A criança é quem paga (para minhas filhas)




                                                       Guardo com todo carinho quatro crônicas do magistral Artur da Távola. Numa delas, ele se desnuda e, fazendo isso, com aquela sua pureza de pessoa, acabou por me descrever, como se fosse um vidente.
                                                      Era um mago da sensibilidade e constantemente acertava, quando procurava entrever a alma humana. Tive a feliz oportunidade de falar com ele sobre nossa identificação e ele me confidenciou que esta crônica a que me refiro era a preferida dele. A crônica chama-se “Ato Leigo de Contrição”. Não posso deixar de transcrever as antológicas primeiras oito frases: “Meu talento é defesa. Minha inteligência é acaso. Não sou criador, sintetizo. Minha bondade é culpa. Meu bom senso é medo. Não sei, sugo. Meu equilíbrio tem as deformações do que é normal. Minha lucidez nasceu da doença.”  
                                                     Fico arrepiado ao lê-lo, novamente. Esta é uma boa introdução para levar o leitor a outra descoberta do Távola, que, na época, menos inexperiente não percebi a profundidade de outro texto seu: “O Duro Preço de Meu Tempo”, quando constata que é a criança que paga a conta dos erros, desacertos e loucuras dos pais.
                                                     Conclui, felizmente, que a criança é mais forte e a tudo resiste. A criança caminha e prossegue apesar do adulto. Deixando de lado as felizes exceções- que bom que existam - , estamos assistindo no nosso tempo o despreparo dos adultos para cuidarem de suas crianças. E, para falar a verdade, nos séculos passados também. A psicologia de há muito tempo vem observando que o lar pode se transformar em local dos mais perigosos se os adultos forem imaturos.
                                                      O nosso sensitivo Távola já dizia: “ o pai é nervoso, tenso e sobrecarregado?

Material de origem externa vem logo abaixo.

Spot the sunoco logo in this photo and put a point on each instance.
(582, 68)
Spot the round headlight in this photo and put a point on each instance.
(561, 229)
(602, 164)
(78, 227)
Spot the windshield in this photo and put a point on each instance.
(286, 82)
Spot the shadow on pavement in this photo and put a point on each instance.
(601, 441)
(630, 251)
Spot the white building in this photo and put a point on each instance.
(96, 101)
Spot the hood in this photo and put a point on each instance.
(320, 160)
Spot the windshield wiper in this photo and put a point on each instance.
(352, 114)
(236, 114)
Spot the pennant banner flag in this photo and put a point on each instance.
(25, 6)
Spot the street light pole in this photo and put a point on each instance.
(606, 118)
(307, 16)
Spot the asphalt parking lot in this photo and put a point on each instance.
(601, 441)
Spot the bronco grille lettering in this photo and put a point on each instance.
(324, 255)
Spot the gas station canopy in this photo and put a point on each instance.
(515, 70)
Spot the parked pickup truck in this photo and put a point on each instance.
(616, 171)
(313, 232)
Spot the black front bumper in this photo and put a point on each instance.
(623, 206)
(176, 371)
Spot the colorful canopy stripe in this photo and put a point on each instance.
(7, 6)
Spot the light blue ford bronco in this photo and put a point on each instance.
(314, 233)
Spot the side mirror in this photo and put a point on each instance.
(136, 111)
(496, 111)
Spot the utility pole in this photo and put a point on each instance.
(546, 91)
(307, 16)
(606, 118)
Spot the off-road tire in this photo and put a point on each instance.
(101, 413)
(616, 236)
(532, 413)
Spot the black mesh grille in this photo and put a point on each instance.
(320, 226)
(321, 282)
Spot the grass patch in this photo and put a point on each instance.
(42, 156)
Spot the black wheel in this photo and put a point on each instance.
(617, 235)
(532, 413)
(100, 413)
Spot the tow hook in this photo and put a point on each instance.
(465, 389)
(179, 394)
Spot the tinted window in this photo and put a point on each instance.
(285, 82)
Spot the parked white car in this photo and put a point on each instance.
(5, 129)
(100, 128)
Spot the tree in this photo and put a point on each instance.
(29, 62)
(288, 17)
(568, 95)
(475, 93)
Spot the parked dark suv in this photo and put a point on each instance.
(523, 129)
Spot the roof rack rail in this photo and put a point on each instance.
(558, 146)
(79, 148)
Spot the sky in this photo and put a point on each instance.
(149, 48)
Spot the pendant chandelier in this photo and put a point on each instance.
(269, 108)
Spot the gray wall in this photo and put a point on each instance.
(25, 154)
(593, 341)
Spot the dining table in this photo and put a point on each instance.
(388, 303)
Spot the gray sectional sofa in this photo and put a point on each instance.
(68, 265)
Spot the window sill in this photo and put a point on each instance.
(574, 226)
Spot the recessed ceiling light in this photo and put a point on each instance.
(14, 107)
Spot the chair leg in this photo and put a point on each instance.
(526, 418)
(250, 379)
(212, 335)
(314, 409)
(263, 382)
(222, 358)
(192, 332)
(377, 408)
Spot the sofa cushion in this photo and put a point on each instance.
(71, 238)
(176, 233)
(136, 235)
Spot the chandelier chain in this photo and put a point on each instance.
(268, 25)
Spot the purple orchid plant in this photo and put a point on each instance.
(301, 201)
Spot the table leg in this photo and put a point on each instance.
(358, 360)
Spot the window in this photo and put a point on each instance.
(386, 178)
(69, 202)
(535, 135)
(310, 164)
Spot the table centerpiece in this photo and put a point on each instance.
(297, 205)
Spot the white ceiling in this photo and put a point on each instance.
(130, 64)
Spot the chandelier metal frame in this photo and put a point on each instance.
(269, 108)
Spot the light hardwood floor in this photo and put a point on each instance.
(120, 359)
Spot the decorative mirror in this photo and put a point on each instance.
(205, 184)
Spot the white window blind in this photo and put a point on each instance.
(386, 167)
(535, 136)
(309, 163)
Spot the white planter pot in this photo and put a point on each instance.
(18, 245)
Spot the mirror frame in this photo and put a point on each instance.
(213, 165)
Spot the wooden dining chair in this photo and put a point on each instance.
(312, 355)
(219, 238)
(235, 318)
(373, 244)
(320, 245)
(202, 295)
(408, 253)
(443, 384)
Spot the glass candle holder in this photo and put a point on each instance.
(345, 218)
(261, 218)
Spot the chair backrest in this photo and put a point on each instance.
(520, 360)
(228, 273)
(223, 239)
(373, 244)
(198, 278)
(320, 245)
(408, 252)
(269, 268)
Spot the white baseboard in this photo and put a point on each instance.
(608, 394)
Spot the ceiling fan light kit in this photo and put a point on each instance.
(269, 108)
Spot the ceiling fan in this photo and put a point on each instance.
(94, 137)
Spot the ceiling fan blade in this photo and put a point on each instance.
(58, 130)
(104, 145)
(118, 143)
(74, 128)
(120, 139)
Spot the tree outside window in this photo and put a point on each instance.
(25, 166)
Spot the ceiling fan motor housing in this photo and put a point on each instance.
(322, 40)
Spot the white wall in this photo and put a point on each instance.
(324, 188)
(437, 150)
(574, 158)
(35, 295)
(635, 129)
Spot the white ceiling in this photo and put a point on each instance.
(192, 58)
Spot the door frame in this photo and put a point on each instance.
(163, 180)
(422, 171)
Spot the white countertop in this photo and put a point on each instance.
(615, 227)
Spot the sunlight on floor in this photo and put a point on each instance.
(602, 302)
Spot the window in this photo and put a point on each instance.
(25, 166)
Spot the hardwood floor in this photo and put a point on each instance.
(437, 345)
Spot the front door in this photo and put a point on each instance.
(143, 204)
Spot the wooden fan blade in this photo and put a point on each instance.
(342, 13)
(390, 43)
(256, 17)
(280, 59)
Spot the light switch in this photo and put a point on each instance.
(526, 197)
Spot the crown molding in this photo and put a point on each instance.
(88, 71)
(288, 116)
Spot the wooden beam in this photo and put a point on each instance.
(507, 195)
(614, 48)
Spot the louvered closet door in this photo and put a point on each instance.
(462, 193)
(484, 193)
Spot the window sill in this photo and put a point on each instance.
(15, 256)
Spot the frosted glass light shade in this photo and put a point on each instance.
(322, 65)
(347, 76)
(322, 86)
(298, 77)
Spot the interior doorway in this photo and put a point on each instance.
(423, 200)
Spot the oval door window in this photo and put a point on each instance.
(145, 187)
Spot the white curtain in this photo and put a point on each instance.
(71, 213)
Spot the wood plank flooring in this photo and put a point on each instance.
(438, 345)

É a criança quem paga. Sua mulher uma jararaca? É a criança quem vai pagar. Vocês brigaram, mas o desamor os afasta embora vivam juntos? Ela percebe, sabe, sente e pagará. Você é bacana, fazedor, desbravador, não tem tempo para nada? Rejubile-se: é seu filho quem vai pagar. Violento? Banana? Potro selvagem? Encucado? Posso garantir-lhe que é a criança quem vai pagar. Casou-se sem amor? Foi um erro, engano, paixão brutal e passageira, vontade apenas de botar um vestido e viver a fantasia arquetípica de ritos imemoriais? Não há problema, princesa: quem vai pagar é a criança.”
                                                    Como foi bom encontrar essas verdadeiras jóias de observação. Penso que um pai ou uma mãe amadurecidos pela vida poderiam muito bem deixar para seus filhos uma confissão como esta e, no mínimo, pedirem desculpas sinceras! Sempre intuí estas verdades, como também pude vislumbrar como a criança é forte e consegue superar essas adversidades. Superei, em parte, as minhas. Porém, vi isso mais claramente nas minhas adoráveis filhas.
                                                     O Távola não falou dos milhares de pais, às vezes o pai, outras, a mãe, com seus transtornos mentais, nos mais variados graus, os “perturbadinhos” da vida. Estava se referindo a essa “normose” do nosso tempo. O que já é um problemão.
                                                      Dedico esta crônica, porque chegada a hora, especialmente às minhas filhas-heroínas, como sempre as denominei, Danuza e Alessandra, que confirmam a tese do nosso cronista maior: “Venho de um tempo e de um mundo onde a loucura do homem só foi possível porque havia alguém mais forte do que ele, tanto que sobreviveu: a criança.
                                                       Um dia olharão o meu tempo lá do futuro e se perguntarão perplexos: como pôde a criança permanecer? Que germens de futuro tinha ela para mesmo assim prosseguir e salvar o mundo?”
                                                      Que germens são esses não sei, mas vendo minhas filhas, “duras-na- queda”, mesmo com o pai abandonando a casa, após 18 anos de casado, forçado pelas circunstâncias, convivendo com a dor de sua ausência física, posso afirmar que a criança vinga e é a nossa esperança de um mundo melhor.